The LinearGMRESSolver is a wrapper class for the the PySparse itsolvers.gmres() and precon.jacobi() methods.

Parameters :
  • precon: Preconditioner to use

linearJORSolver Module

class fipy.solvers.pysparse.linearJORSolver.LinearJORSolver(tolerance=1e-10, iterations=1000, relaxation=1.0)

Bases: fipy.solvers.pysparse.pysparseSolver.PysparseSolver

The LinearJORSolver solves a linear system of equations using Jacobi over-relaxation. This method solves systems with a general non-symmetric coefficient matrix.

The Solver class should not be invoked directly.

Parameters :
  • tolerance: The required error tolerance.
  • iterations: The maximum number of iterative steps to perform.
  • relaxation: The relaxation.

linearLUSolver Module

class fipy.solvers.pysparse.linearLUSolver.LinearLUSolver(tolerance=1e-10, iterations=10, maxIterations=10, precon=None)

Bases: fipy.solvers.pysparse.pysparseSolver.PysparseSolver

The LinearLUSolver solves a linear system of equations using LU-factorisation. This method solves systems with a general non-symmetric coefficient matrix using partial pivoting.

The LinearLUSolver is a wrapper class for the the PySparse superlu.factorize() method.

Creates a LinearLUSolver.

Parameters :
  • tolerance: The required error tolerance.
  • iterations: The number of LU decompositions to perform. For large systems a number of iterations is generally required.
  • precon: not used but maintains a common interface.

linearPCGSolver Module

class fipy.solvers.pysparse.linearPCGSolver.LinearPCGSolver(precon=<fipy.solvers.pysparse.preconditioners.ssorPreconditioner.SsorPreconditioner instance at 0x107c8c638>, *args, **kwargs)

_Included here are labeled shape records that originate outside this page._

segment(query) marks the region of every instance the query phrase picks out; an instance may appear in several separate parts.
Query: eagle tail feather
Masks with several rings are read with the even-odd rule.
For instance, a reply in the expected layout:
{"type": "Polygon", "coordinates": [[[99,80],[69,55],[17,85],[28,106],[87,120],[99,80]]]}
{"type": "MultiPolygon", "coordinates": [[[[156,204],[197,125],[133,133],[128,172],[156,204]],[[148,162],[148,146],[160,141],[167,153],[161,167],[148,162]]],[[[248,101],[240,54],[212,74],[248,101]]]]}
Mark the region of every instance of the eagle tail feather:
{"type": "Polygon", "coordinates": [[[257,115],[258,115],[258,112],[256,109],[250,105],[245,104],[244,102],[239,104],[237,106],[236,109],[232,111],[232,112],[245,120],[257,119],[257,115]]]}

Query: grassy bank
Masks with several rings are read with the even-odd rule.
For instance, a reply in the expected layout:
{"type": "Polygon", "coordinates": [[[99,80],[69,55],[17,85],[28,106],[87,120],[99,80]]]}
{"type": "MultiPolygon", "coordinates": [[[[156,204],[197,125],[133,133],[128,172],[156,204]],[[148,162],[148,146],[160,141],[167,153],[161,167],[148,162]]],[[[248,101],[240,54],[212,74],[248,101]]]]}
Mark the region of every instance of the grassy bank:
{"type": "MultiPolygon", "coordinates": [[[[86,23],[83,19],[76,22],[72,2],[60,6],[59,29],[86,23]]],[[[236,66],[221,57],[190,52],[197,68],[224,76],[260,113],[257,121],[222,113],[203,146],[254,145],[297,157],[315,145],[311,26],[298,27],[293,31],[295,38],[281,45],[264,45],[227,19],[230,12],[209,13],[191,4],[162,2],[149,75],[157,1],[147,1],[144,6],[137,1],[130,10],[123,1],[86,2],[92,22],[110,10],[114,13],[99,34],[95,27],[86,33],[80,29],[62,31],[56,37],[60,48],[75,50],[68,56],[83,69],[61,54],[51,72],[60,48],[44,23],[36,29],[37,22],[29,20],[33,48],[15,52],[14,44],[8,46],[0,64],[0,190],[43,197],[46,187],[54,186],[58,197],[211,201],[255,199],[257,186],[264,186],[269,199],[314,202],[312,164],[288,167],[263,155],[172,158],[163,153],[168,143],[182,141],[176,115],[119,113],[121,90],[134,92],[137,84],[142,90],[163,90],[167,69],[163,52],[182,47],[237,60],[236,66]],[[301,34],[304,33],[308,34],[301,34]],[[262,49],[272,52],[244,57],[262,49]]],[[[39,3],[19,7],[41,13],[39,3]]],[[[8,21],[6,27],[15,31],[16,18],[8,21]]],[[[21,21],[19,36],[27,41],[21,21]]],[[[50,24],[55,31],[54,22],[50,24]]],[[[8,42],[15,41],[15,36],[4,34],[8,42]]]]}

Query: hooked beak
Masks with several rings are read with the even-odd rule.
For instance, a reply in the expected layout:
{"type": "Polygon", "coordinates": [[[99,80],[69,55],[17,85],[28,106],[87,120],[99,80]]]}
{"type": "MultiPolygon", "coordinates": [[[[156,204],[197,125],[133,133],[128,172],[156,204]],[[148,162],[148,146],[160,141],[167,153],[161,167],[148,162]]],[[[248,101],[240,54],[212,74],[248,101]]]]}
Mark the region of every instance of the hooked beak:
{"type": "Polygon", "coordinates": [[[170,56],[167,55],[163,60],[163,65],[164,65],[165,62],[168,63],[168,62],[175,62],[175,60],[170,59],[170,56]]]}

Bases: fipy.solvers.pysparse.pysparseSolver.PysparseSolver

The LinearPCGSolver solves a linear system of equations using the preconditioned conjugate gradient method (PCG) with symmetric successive over-relaxation (SSOR) preconditioning by default. Alternatively, Jacobi preconditioning can be specified through precon. The PCG method solves systems with a symmetric positive definite coefficient matrix.

The LinearPCGSolver is a wrapper class for the the PySparse itsolvers.pcg() and precon.ssor() methods.

Parameters :
  • precon: Preconditioner to use

pysparseSolver Module

class fipy.solvers.pysparse.pysparseSolver.PysparseSolver(*args, **kwargs)

Bases: fipy.solvers.pysparseMatrixSolver._PysparseMatrixSolver

The base pysparseSolver class.

Attention

This class is abstract. Always create one of its subclasses.